Muitas nações da Europa e da Ásia que dependem fortemente do mercado americano são favoráveis ao plano de estímulo de Obama, esperando que a recuperação dos EUA revigorará suas economias e diminuirá a pressão que sofrem para gastar mais.
"Este é o principal paradoxo", defendeu Jeffrey E. Garten, professor na Yale School of Management e ex-autoridade do Departamento de Comércio dos EUA no governo Clinton. "Todos perderam a confiança no sistema americano já que, conforme a crise é revelada, ficou cada vez mais patente que deixamos que o capitalismo seguisse uma direção inconsequente. Entretanto, todos agora esperam que os EUA os salvem."
Na realidade, o maior desafio de Obama será convencer os outros países durante a reunião de cúpula que o governo americano, embora esteja comprometido como a retomada da economia, não idealiza um retorno ao consumismo voraz nos EUA.
"A ironia", prosseguiu ele, "é que a maior parte de nossos parceiros, após nos acusar de irresponsáveis e gananciosos, querem voltar ao período no qual os consumidores americanos sustentavam o mundo, quando nós gastávamos de mais e poupávamos de menos." No entanto, nada disso foi dito explicitamente. Ninguém deseja assustar os mercados sugerindo uma atmosfera desarmônica, pelo menos durante as 36 horas do encontro do G20.
Dentro da União Europeia (UE), as nações mais ricas da Europa Ocidental não querem ter gastos altos para salvar financeiramente seus vizinhos mais pobres do leste - uma tarefa que querem deixar para o Fundo Monetário Internacional (FMI). O Secretário do Tesouro americano, Timothy F. Geithner, obrigou os Estados Unidos a aumentar a contribuição ao FMI em cerca de US$ 100 bilhões, ou um quinto dos US$ 500 bilhões necessários. Mas obter essa quantia por meio do Congresso, em uma época em que Obama está tentando obter mais ajuda para países como o Afeganistão e o Paquistão, será um desafio enorme.
Obama prometeu uma nova forma de compromisso. Seus assistentes têm debatido como mesclar expressões de humildade com o exercício de influência. Será uma dança delicada, dificultada pelo fato de que o amplo objetivo de refazer a arquitetura econômica mundial foi substituído por cada nação que tenta evitar o equivalente da execução hipotecária doméstica americana.

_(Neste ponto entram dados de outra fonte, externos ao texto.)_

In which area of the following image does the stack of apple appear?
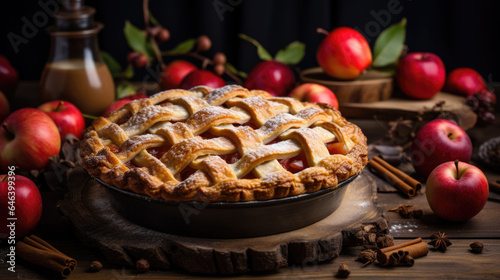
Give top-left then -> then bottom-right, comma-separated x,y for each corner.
411,119 -> 488,221
0,97 -> 85,239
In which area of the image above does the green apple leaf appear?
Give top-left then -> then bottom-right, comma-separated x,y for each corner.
101,51 -> 122,78
373,64 -> 396,76
225,63 -> 247,78
238,33 -> 273,60
372,18 -> 406,67
164,38 -> 196,55
274,41 -> 306,65
148,10 -> 161,26
116,83 -> 137,99
123,20 -> 155,60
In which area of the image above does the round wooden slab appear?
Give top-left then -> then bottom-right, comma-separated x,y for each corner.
300,67 -> 393,103
60,168 -> 387,275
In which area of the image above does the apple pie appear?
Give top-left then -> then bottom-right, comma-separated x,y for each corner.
81,85 -> 367,202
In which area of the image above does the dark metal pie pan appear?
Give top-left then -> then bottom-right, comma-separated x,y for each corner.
96,176 -> 357,238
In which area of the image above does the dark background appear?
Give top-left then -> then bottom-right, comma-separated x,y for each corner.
0,0 -> 500,83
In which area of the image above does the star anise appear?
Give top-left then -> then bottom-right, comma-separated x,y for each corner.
429,232 -> 452,252
356,249 -> 377,266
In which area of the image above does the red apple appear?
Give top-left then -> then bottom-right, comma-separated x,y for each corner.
396,52 -> 446,99
0,175 -> 42,240
444,68 -> 486,97
0,108 -> 61,171
102,93 -> 148,117
411,119 -> 472,177
0,91 -> 10,122
37,100 -> 85,141
0,55 -> 19,96
180,70 -> 226,89
316,27 -> 372,79
245,61 -> 295,96
159,60 -> 198,90
426,160 -> 488,221
290,83 -> 339,109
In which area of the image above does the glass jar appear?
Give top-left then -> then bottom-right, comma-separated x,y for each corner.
40,0 -> 115,116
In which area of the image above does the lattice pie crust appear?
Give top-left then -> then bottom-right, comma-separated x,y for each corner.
81,86 -> 367,202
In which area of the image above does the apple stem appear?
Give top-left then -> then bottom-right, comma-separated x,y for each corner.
2,123 -> 16,138
201,59 -> 210,69
56,100 -> 64,112
316,27 -> 328,35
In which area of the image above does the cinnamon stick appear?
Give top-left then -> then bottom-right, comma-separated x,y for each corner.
368,159 -> 416,197
16,235 -> 77,277
373,156 -> 422,192
23,235 -> 77,270
377,237 -> 429,266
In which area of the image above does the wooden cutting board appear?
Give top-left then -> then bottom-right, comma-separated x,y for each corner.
339,92 -> 477,129
59,168 -> 388,275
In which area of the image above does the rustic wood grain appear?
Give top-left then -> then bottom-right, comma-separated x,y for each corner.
0,238 -> 500,280
300,67 -> 394,104
60,167 -> 387,275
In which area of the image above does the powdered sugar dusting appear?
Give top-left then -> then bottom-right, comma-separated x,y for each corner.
205,85 -> 245,106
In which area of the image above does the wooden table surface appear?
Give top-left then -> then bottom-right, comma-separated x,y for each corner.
0,83 -> 500,280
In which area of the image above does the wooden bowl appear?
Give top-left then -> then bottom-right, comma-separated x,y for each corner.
300,67 -> 393,103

"Em qualquer reunião internacional, outros líderes vão querer ouvir que entendemos o que deu errado nos EUA e no exterior, que importamos com a maneira pela qual isso os afeta e que estamos trabalhando para reparar isso", disse David Lipton, assistente especial de Obama para assuntos econômicos internacionais. "É difícil imaginar uma reunião com um líder estrangeiro que não esteja interessado nestas questões".
França e Brasil, por exemplo, compartilham de uma total identidade de opiniões sobre a necessidade de uma regulação mundial, declarou ontem o presidente francês Nicolas Sarkozy depois de se reunir, em Paris, com o presidente Luiz Inácio Lula de Silva.
Sarkozy disse ainda que os projetos de texto para a declaração final do G20 não agradam nem Alemanha nem França.
Ontem Obama negou que haja divisões entre os membros do G20 e pediu a eles união na cúpula de hoje para encontrar a saída mais rápida para a recessão global.